Para reclamar el desalojo de una propiedad de Quilmes Centro en la que funciona un centro cultural y donde se prevé construir el nuevo edificio de la Escuela Técnica 5 Reino de España, padres, maestros y alumnos del establecimiento educativo realizarán una clase pública en la Peatonal Rivadavia, más precisamente entre esta calle y Brown, hoy por la mañana. Al respecto, los papás aseguran que sólo buscan que se realicen en ese lugar “instalaciones modernas, confortables y funcionales tal como ya lo aprobaron las autoridades educativas de la provincia de Buenos Aires y de Quilmes”. Sin embargo, mientras la comunidad educativa del colegio avanza en la organización de la clase pública en la peatonal Rivadavia, la Justicia quilmeña falló a favor de los integrantes del Centro Cultural Raymundo Gleyzer al rechazar el pedido de desalojo solicitado por el Consejo Escolar local. Al respecto, el titular del Juzgado de Garantías Nº 2 resolvió rechazar el pedido del fiscal, ya que -según consideró- por el momento no se ha verificado la responsabilidad asignada a los ocupantes de la vivienda denunciados. El edificio en cuestión es una vieja casona, ubicada en la calle Sarmiento al 300, que en el año 2006 fue destinada a la Escuela Técnica 5, cuando las autoridades municipales pensaron hacer de ella un segmento más del colegio que cuenta en la actualidad con 1.500 alumnos.
Hace dos años En 2009, se realizó el pedido para que en ese lugar se lleve a cabo un proyecto de obra que amplíe la escuela ubicada en la calle Garibaldi 433 que vio por más de 65 años egresar a miles de estudiantes. Al año siguiente, la Dirección General de Cultura y Educación ratificó la solicitud y le otorgó el marco de prioridad para que las obras se terminen en el transcurso del año, cosa que no se realizó. Meses más tarde, el edificio fue ocupado. Según contó David Kohler, uno de los organizadores de la clase pública, “desde noviembre del año pasado el predio está ocupado “por un grupo de personas que se niega a abandonarlo argumentando que allí se practican actividades culturales”. “No son indigentes”, subrayó.

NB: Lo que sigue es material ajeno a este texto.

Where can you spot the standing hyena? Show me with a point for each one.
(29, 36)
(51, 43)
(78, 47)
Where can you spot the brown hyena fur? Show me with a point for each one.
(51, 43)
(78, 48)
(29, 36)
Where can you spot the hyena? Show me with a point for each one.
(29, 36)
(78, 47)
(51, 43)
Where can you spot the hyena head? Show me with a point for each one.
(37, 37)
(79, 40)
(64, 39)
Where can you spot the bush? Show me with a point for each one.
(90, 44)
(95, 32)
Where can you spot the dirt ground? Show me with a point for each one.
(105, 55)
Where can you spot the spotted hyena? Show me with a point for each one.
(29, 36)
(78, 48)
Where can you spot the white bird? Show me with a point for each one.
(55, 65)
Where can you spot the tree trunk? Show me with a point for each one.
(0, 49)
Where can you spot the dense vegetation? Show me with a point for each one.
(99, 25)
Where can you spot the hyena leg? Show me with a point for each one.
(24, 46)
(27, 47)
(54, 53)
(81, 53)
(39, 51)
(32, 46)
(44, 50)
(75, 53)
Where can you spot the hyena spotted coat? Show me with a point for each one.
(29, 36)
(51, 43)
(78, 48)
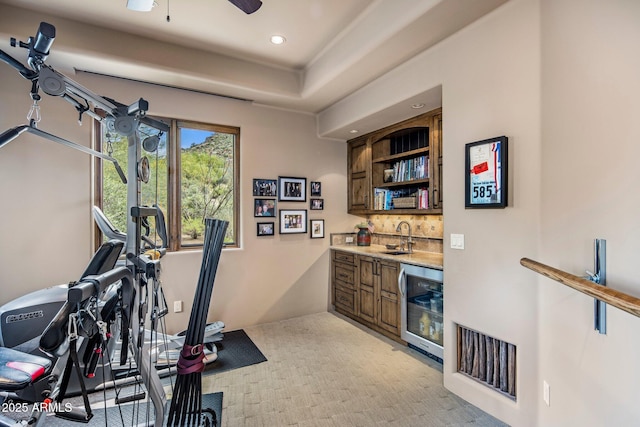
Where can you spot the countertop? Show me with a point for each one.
(421, 258)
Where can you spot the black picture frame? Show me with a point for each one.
(265, 187)
(264, 208)
(315, 189)
(316, 204)
(293, 221)
(486, 166)
(291, 189)
(317, 228)
(265, 229)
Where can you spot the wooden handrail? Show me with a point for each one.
(618, 299)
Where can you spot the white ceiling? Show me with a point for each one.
(333, 47)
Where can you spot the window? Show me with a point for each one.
(193, 175)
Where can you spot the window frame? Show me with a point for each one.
(174, 191)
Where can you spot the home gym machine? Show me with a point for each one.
(141, 270)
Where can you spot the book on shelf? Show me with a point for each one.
(383, 198)
(411, 169)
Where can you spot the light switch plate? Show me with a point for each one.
(457, 241)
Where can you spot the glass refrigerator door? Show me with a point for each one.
(424, 308)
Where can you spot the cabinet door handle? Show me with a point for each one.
(401, 281)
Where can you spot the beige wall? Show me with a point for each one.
(560, 79)
(489, 74)
(45, 192)
(590, 146)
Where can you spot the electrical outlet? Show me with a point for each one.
(546, 393)
(457, 241)
(177, 306)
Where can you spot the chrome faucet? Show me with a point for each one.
(409, 241)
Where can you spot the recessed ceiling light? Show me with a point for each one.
(140, 5)
(277, 39)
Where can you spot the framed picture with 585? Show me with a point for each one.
(486, 173)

Donada por una familia Hace más de 30 años, esa casona fue donada por una familia de Quilmes para que allí funcionara una escuela. Así fue como se convirtió en un jardín de infantes. Pero, cuando el establecimiento cerró, una de sus empleadas, quien junto a su esposo no tenía un lugar donde vivir, se quedó a pasar sus años allí, cubierta por un acuerdo de permanencia hasta tanto se reasigne la propiedad como entidad educativa. Sin embargo con la muerte de la mujer, su marido se quedó. “Es ese hombre quien hoy ocupa la vivienda que originalmente fue donada” para servir como predio educativo. La Justicia había intimado a los integrantes del Centro Cultural a desalojar en forma voluntaria el lugar, orden que no fue cumplida.